Penn Herb Wellness Guide
Health Challenge: Sourdough vs. White Bread
Whole-grain sourdough sounds healthier than refined white bread. But according to research published in Cell Metabolism, they may not actually be that different in the short term. The study found that, while different people had varying responses to the two breads, the breads didn't have significantly different effects within individuals. For the study, researchers divided 20 healthy men and women, ages 24 to 53, into two groups: the first group ate 145 grams of whole-grain sourdough bread, and the second group ate 110 grams of refined white bread, everyday with breakfast for a week. These portions were chosen because they each provided 50 grams of digestible carbohydrates. After breakfast, both groups could eat as much as they wanted of their respective breads, while avoiding other wheat products. They tracked their daily diets in food diaries, and, after a two-week break, the groups swapped bread types and the week-long trial was repeated. However, this time, their bread portion was restricted to match the portion they ate during the first trial. To understand how each bread affected the participants, researchers measured their fasting blood sugar levels, blood sugar responses (glycemic response) to the breads, and an array of nutritional and metabolic parameters at the beginning and end of the two trials. At the same time, they analyzed each participant’s intestinal microbiome. The researchers found that:
- The white bread and whole-grain sourdough bread triggered the same glycemic response in the participants.

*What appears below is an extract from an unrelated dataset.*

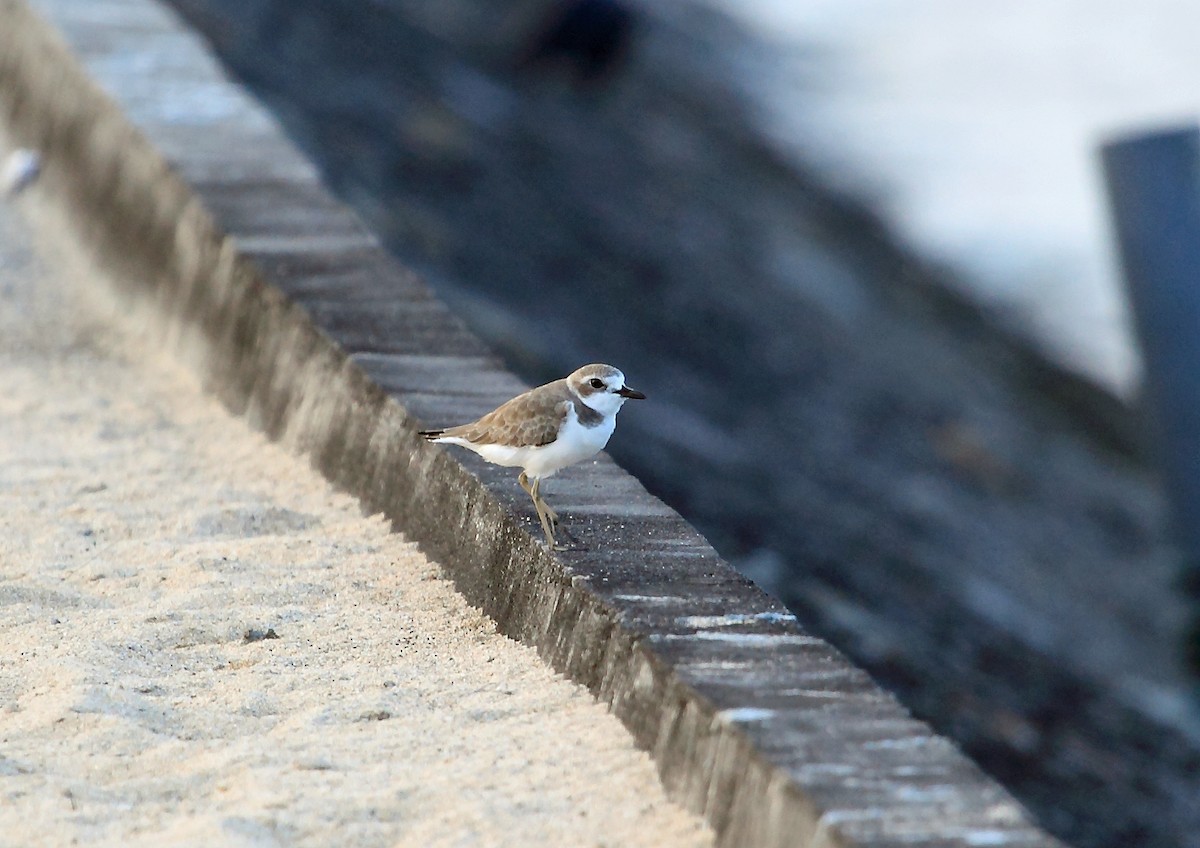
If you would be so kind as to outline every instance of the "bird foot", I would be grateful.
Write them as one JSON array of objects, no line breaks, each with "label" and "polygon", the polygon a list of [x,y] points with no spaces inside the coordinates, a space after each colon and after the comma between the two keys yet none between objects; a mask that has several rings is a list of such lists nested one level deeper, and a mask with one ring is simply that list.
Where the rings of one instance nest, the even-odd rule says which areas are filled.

- Changes in other clinical tests were the same after one week of white bread consumption as after one week of whole-grain sourdough consumption.
- Neither of the two types of bread had a significant effect on the participants’ gut microbiomes.
- Although responses to the two types of bread were the same within individuals, they varied greatly between individuals and were found to be associated with certain aspects of their gut microbiome.
These findings suggest that, for certain health markers, the type of bread you eat might not matter as much as the make-up of your gut microbial community. While longer trials would be needed to determine how bread-eating habits affect health, it’s no surprise that diets are not one-size fits all. If you’re interested in developing an eating pattern that’s tailored to your needs, a healthcare practitioner or nutritionist is the best way to go.